Gérald Darmanin, garde des Sceaux, annonce mardi 23 juin sur franceinfo "un choc numérique au ministère de la Justice" et "promet le zéro papier d'ici six mois". Les rapporteurs de la mission d'inspection, déclenchée après la mort de la jeune Lyhanna, ont pointé une série de dysfonctionnements, de la part des magistrats et enquêteurs, notamment dans le traitement de la plainte pour viols sur mineure déposée par la mère de Rosa en août 2025 contre Jérôme Barella. La plainte a été transmise de Toulouse au parquet d'Auch par voie postale avant de se perdre.
Le ministre de la Justice explique que ce "choc numérique" a commencé "depuis un an", mais "ce n'est pas si facile que ça avec les moyens que m'a donné le président de la République". "On va tout scanner" avec l'aide de "l'intelligence artificielle dans toutes les juridictions. C'est une réponse structurelle à des difficultés qui existent partout", pointe-t-il. Le garde des Sceaux dénonce de nouveau le retard technologique de son ministère, qu'il qualifie de "préhistoire numérique". À son arrivée, seuls deux tribunaux sur 160 étaient numérisés, contre une quasi-totalité aujourd'hui, selon lui.
"Numériser l'intégralité de toutes les juridictions"
Il reconnaît toutefois que des failles persistent, notamment dans les affaires criminelles impliquant plusieurs juridictions. "On a encore entre 20 et 30% de papier dans les juridictions", regrette-t-il évoquant des circuits d'information encore trop dépendants de supports physiques.
Pour éviter de nouveaux dysfonctionnements, Gérald Darmanin plaide pour une numérisation complète et rapide des procédures. "Il faut que nous mettions tout notre poids pour numériser l'intégralité de toutes les juridictions, pour que plus jamais une histoire comme ça ne recommence", insiste-t-il. "Cependant, le bon sens ne remplace pas les logiciels", dit Gérald Darmanin. Selon lui, les enquêteurs auraient pu "envoyer un mail ou prendre [le] téléphone, pour dire il y a une petite fille qui s'est fait violer cinquante fois, nous connaissons l'auteur".
Par ailleurs, les magistrats se plaignent du fait qu'ils ne peuvent pas utiliser l'intelligence artificielle pour des raisons de sécurité. "Ils ont raison", dit le ministre. "Il faut des outils informatiques modernes qui répondent à la façon dont l'IA est utilisée par les avocats ou les notaires ou les citoyens", ajoute-t-il. Cependant, Gérald Darmanin souligne les contraintes liées à la sensibilité des données traitées par la justice : "Nous avons des données très sensibles de secret de l'instruction, de secret de l'enquête, du secret des affaires, et nous ne pouvons pas mettre ces données dans des clouds qui sont en dehors de la France".
À surveiller
Perspective IA — des possibilités, pas des certitudes
Le ministère de la Justice atteindra le "zéro papier" d'ici six mois.

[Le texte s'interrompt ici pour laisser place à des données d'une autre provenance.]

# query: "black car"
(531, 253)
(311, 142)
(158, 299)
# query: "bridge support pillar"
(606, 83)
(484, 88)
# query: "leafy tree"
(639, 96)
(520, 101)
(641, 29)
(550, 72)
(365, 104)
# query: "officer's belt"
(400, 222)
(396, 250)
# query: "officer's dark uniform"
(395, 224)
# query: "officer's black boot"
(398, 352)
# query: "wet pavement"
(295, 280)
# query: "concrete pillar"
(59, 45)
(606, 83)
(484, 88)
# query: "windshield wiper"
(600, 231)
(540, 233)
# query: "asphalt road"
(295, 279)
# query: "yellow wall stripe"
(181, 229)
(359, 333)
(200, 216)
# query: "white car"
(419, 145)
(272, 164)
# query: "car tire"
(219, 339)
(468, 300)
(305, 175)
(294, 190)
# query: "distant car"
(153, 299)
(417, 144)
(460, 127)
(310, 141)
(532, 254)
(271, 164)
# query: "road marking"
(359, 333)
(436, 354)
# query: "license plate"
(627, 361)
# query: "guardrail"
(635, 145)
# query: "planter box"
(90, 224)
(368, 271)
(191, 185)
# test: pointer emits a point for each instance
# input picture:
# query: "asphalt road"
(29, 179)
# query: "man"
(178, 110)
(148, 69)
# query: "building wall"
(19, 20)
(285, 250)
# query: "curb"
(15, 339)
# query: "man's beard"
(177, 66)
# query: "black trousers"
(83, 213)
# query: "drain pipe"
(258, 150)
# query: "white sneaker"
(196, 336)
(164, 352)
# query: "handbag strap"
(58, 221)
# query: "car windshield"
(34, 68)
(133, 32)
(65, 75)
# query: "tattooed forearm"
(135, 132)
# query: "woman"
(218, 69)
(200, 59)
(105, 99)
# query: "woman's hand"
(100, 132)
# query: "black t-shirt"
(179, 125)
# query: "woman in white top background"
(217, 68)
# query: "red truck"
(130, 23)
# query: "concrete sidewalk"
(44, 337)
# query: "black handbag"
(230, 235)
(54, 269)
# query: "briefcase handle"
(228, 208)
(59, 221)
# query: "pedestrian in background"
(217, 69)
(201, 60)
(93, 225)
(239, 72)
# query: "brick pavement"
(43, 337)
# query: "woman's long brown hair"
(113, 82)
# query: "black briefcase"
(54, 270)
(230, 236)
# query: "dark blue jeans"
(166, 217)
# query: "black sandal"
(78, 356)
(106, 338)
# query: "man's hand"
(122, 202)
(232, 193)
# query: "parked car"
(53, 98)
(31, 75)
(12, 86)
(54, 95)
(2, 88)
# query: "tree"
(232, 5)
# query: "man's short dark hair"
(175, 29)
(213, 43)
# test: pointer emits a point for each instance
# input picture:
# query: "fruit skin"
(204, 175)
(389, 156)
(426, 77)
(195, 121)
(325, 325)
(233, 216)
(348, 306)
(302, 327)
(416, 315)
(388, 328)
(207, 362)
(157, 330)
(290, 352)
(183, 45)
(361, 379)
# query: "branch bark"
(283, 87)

Probable · En quelques mois
L'intelligence artificielle sera déployée dans toutes les juridictions.
Probable · En quelques mois
Questions ouvertes
- Quand exactement le zéro papier sera-t-il atteint ?
- Quelles sont les juridictions les plus touchées par le papier ?
- Comment sera assurée la sécurité des données sensibles ?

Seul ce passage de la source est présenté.